Terá sido em Paris que, talvez, me tenha cruzado um dia com este elegante profeta da contemplação, transportado dos cafés árabes do Cairo, onde a vida corria livremente, temperada com um pouco de haxixe. Claro que nos meus dias de Paris, Saint Germain já não era o que fora nos anos brasa de Cossery, embora a brasserie Lipp e todos os outros locais frequentados por Cossery ainda lá estivessem. Mas estava menos Cossery e, sobretudo, já não estavam os seus amigos, Camus, Genet, Louis Guillouxx, Mastroianni, Ferreri. Imaginei-o aí instalado com a sua corte, em frente dos azulejos do pai de Paul Fargue. Ou, no outro lado do boulevard, no Café de Flore. Ou sentado numa cadeira no Jardim do Luxembourg, observando a única coisa de que a sua língua viperina não poderia dizer mal, as árvores: «Eu não gosto do campo. Não posso dizer mal das árvores». Mas foi no Café de Flore, onde o procurei algumas vezes e por ironia nunca o encontrei que melhor o imaginei.

Nos anos oitenta, o Flore já tinha sido colonizado por uma fauna de turistas literatos nostálgicos que perscrutavam ansiosamente a mesa onde Sartre escreveu A náusea ou o canto onde Roland Barthes se refugiava a ler o Le Monde.

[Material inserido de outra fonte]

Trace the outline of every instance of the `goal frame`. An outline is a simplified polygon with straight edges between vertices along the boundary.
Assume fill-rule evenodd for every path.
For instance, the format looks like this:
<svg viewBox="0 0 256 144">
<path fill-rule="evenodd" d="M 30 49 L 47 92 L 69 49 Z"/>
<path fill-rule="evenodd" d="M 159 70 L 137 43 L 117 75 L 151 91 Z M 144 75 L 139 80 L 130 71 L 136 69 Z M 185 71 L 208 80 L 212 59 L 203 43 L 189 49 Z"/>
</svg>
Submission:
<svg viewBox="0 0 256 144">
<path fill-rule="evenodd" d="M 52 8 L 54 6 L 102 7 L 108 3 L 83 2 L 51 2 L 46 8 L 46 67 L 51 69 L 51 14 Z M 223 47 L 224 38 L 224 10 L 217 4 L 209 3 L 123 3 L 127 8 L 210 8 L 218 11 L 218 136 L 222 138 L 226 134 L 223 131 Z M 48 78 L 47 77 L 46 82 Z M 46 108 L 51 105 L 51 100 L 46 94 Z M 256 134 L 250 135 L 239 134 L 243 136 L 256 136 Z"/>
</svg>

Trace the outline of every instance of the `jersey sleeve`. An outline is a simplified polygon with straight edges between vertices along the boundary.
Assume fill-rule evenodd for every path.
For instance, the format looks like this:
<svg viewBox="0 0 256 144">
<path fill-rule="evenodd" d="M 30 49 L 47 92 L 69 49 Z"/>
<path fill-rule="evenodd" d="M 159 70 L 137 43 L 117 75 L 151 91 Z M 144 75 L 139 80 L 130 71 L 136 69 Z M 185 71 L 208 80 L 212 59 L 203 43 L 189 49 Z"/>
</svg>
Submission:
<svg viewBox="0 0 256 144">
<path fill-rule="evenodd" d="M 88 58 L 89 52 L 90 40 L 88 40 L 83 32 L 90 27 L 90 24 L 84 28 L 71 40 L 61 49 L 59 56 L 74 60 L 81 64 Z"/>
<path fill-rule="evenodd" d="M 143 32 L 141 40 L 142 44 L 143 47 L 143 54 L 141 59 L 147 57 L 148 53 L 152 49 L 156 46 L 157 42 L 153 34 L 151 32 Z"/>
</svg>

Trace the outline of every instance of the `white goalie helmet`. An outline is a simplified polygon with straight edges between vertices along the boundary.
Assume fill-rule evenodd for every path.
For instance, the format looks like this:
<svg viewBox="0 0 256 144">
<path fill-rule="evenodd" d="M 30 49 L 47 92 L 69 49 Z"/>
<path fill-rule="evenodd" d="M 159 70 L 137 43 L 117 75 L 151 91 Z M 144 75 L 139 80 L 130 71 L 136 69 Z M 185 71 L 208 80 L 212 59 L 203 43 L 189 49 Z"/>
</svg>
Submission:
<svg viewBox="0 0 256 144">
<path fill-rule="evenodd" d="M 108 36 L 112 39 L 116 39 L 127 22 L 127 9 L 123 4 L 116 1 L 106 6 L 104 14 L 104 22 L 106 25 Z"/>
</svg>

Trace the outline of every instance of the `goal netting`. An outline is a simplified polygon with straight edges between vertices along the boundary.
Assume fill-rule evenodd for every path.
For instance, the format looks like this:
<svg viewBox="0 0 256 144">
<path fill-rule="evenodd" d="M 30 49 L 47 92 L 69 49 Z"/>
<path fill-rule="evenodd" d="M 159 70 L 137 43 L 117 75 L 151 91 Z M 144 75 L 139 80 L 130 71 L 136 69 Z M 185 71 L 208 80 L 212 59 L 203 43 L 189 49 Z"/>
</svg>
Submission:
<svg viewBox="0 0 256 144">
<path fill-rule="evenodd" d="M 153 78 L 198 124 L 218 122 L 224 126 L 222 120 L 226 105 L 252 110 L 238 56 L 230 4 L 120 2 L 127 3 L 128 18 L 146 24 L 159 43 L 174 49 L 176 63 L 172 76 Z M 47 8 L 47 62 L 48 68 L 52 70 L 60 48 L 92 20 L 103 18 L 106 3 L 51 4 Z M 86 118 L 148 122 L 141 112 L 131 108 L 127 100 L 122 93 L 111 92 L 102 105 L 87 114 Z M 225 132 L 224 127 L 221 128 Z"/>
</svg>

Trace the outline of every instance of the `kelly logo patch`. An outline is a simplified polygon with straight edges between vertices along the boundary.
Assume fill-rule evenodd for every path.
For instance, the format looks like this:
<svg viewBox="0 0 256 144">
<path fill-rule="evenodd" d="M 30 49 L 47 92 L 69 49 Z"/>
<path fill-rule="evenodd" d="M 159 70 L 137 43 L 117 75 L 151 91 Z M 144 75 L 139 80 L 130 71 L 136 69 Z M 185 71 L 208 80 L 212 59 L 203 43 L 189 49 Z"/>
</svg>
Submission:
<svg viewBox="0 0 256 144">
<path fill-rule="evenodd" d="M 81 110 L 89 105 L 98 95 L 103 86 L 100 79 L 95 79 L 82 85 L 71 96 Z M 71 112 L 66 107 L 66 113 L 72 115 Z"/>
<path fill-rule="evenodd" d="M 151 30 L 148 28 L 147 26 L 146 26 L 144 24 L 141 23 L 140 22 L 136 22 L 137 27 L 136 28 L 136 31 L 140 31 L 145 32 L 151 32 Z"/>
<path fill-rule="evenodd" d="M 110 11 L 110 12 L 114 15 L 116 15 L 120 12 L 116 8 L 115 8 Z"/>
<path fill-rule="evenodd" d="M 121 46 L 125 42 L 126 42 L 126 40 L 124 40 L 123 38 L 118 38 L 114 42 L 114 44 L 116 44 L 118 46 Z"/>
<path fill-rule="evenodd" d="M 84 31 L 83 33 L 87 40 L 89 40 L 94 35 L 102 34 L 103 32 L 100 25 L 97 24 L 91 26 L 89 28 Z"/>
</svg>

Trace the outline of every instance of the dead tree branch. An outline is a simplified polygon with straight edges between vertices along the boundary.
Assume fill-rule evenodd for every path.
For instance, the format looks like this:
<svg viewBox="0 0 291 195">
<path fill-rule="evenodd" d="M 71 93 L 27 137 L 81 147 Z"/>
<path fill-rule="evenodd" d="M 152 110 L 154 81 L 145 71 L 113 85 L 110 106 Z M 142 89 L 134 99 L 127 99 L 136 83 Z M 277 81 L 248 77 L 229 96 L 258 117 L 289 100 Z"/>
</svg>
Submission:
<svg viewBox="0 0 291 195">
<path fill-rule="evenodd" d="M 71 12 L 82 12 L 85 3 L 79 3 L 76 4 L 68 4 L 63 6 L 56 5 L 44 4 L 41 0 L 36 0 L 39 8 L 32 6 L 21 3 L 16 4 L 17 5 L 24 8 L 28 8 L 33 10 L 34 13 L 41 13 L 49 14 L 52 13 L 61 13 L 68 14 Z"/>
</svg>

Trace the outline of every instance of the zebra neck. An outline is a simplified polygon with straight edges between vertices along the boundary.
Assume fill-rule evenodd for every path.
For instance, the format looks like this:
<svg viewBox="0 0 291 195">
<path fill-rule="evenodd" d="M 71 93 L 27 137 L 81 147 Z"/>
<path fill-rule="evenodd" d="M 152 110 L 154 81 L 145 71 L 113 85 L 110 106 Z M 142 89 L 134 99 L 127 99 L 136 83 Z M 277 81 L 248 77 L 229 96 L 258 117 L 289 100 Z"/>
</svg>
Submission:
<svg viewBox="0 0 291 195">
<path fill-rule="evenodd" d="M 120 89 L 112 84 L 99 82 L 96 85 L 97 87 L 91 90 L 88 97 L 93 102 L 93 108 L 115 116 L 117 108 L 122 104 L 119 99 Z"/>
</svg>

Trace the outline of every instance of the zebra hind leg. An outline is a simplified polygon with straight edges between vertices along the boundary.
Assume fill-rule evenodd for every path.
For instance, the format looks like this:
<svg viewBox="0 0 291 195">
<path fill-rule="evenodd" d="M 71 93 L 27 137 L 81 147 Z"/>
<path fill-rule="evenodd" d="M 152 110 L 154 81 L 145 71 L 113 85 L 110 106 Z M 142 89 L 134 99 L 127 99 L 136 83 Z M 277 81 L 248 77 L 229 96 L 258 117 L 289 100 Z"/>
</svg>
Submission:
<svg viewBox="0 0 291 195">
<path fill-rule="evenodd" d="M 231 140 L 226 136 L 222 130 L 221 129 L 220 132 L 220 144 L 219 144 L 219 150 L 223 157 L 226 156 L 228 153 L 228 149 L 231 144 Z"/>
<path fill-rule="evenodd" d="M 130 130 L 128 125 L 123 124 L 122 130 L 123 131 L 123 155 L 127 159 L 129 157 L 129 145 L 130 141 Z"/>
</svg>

Poucos procuravam a sombra de Cossery cuja existência ignoravam, e muito menos o seu estatuto de escritor deslocado, marcado pela heráldica do desapego e da indolência, e tão fora da gesticulação literária e mundana. Mas a mim, fascinava-me imaginar, no meio da clientela extravagante alheia ao literário, a figura aristocrática de Cossery contemplando a rua através da esplanada envidraçada do café, talvez meditando sobre o seu último livro que publicaria em 1999, As cores da infâmia, em que continuaria a denunciar implacavelmente «a face ignóbil e grotesca dos poderosos da terra», o que levou Henry Miller a afirmar que a sua obra era «uma surpresa total. É o género de livros que precedem as revoluções e engendra a revolução, se é que as palavras possuem algum poder».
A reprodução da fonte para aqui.